Nokia’s vision 10 years ago was ‘Voice Goes Mobile!’ As history shows this vision became true with more than 1.6 billion mobile phone subscriptions globally. The number of mobile phones exceeded the fixed-line phones.

Today, together with radical changes in digital technology Nokia sees mobility expanding into new areas such as imaging, games, entertainment, media and enterprises. These changes are creating new opportunities for the mobile phone industry.

Company structure:
Effective from January 1, 2004 Nokia decided to change its organizational structure to align with its business strategy. Nokia structure includes four business groups namely Mobile phones, Multimedia, Networks, and Enterprise Solutions. Supporting the four business groups are three horizontal groups namely Customer and Market Operations, Technology Platforms, and Research, Venturing and Business Infrastructure. The following graph describes Nokia’s structure.

Source: www.nokia.com

Mobile phones:
Mobile Phones unit develops mobile phones for all major standards and customer segments. It is responsible for Nokia's current core mobile phones business, based mainly on GSM, CDMA and TDMA technologies.

Multimedia:
This new business unit focuses on mobile multimedia in the form of advanced mobile devices and applications. Its products have features and functionality such as imaging, games, music, media and a range of other attractive content.

Network:
This business unit is in charge of providing network infrastructure, service delivery platforms and related services to mobile operators and service providers. Focusing on the GSM family of technologies, the group aims at leadership in GSM, EDGE and WCDMA radio networks.

Enterprise Solution:
Enterprise Solutions offers businesses a range of devices and mobile connectivity solutions based on end-to-end mobility architecture, and focuses on business devices, IP network perimeter security and mobile connectivity solutions designed to help companies mobilize their workforces while ensuring the security and reliability of their networks.

Of the four business groups, Mobile phones plays an important roles accounting for more than 70% of the total revenues of the company. However, the profit from this group is declining recently due to severe competition from its rivals. In 2003, Nokia’s annual total sales was 29.5 billion Euro with the operating margin of 17%. The following chart shows the sales by business groups. Figure 1: Nokia Sales by Business Groups
In mobile devices market, Nokia maintains its leadership of 34.7% in 2003 with 180.7 million units sold. The two closest competitors are Motorola and Samsung mobile Corp. with the market share of 14.5% and 10.5% respectively. The following chart shows the market share of main players in the mobile phone market. Figure 2: Mobile Market Share in 2003

The following table summaries the financial information in the last 5 years.

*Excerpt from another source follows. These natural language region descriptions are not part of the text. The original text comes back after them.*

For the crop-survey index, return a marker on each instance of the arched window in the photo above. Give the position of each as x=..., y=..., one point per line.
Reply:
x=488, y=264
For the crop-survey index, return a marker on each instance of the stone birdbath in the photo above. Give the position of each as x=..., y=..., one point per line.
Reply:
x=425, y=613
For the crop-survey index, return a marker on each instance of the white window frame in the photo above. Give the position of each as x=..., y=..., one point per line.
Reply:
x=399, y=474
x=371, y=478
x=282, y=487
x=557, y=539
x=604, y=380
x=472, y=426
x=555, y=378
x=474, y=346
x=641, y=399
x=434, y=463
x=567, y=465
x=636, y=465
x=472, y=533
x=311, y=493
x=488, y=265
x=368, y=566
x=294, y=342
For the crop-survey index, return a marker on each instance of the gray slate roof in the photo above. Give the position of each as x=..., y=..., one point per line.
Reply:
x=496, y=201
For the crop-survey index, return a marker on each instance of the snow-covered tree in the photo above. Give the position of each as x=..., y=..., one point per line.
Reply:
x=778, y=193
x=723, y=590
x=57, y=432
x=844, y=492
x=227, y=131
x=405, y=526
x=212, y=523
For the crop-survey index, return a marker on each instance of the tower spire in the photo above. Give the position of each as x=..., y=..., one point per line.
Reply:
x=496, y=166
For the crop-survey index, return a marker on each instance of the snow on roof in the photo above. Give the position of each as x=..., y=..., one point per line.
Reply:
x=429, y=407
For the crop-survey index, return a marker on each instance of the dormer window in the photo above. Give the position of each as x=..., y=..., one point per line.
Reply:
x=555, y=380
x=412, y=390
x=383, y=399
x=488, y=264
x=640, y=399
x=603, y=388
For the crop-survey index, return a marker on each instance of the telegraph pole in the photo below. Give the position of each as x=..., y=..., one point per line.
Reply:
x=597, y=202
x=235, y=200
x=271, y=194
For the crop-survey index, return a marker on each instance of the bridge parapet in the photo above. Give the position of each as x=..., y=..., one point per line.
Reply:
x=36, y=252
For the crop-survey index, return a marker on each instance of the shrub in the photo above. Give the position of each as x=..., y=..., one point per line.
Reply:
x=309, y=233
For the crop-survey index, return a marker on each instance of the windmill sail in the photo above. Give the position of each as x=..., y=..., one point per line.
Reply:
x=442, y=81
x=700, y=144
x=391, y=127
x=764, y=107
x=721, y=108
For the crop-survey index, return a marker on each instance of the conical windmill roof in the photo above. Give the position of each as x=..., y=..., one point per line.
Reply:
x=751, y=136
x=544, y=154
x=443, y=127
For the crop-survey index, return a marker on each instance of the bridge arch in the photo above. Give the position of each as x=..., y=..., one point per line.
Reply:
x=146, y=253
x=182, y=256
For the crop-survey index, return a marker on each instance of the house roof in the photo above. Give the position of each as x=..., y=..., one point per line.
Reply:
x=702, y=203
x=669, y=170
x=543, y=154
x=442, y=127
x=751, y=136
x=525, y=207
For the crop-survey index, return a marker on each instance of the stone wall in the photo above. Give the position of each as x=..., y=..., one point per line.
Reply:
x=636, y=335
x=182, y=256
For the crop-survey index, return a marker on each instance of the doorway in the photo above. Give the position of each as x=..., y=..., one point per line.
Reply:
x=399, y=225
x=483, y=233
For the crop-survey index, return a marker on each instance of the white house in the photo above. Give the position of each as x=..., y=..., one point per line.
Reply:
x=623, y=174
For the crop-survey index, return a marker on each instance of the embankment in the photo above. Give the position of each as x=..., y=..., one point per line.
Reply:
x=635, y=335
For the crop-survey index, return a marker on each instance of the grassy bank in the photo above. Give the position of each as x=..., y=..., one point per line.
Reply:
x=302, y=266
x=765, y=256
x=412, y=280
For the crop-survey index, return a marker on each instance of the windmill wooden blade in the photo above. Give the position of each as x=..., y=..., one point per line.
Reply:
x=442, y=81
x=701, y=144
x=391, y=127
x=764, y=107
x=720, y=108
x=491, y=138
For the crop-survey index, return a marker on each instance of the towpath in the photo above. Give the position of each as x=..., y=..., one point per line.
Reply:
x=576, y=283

The sales and market share indicators shows a slight decline in sales and market share in 2003. 2003 2002 2001 2000 1999
Net sales by business group, EURm Nokia mobile phones 23,618 23,211 23,158 21,887 13,182 Nokia networks 5,620 6,539 7,534 7,714 5,673 Nokia venture organisation 366 459 585 854 415
Net Profit 3,592 3,381 2,200 3,938 2,577
Market share (mobile phone) 34.7% 35.1% 35% 30.6% 26.9%
Table 1: Financial highlights
Source: www.nokia.com

Nokia’s personnel in 2003 includes more than 50,000 employees spreading over four market areas namely Finland, European countries, Americas and Pacific-Asia.
THE INDUSTRY

The global mobile phone industry has experienced steady growth in the last 5 years, from 284 million units sold in 1999 up to 520 million units shipped in 2003. It is expected that 650 million units will be sold in 2004. From the market perspective, there are three major markets:
· Europe / Africa / Middle East,
· Americas, and
· Asia - Pacific

While the global mobile phone industry in general is growing maturity is anticipated in the European market. On the other hand, markets in Americas and Asia – Pacific are in growing phase with some emerging sub-markets such as Brazil, India, China, Korea, and Japan . The average growth rate in the last 5 years (1999-2003) is 19%.

Figure 3: Global Mobile Phone Sales
Source: www.itfacts.biz

On the product life cycle curve, it is observed that the mobile phone market is now in the end of the growth stage.

The global mobile phone market is currently led by Nokia Corp. with the market share of 35%. The followers include Motorola, Samsung, Siemens, and SonyEricsson. The following graph shows the market shares of those competitors in the last 5 years, 1999-2003.

Figure 5: Mobile Phone Market Share (1999-2003)
Source: www.itfacts.biz

Though the global mobile phone sales increase by 19% annually Nokia’s and Motorola’s sales slightly decline in the last few years. This is the result of strong competition from the Korean mobile phone maker Samsung and the German maker Siemens. While the technological differences between the competitors are minimal they compete mainly on price and especially on design innovation . This urges those main competitors adopting price cut strategy and focusing on improvement and renewal throughout their product portfolios.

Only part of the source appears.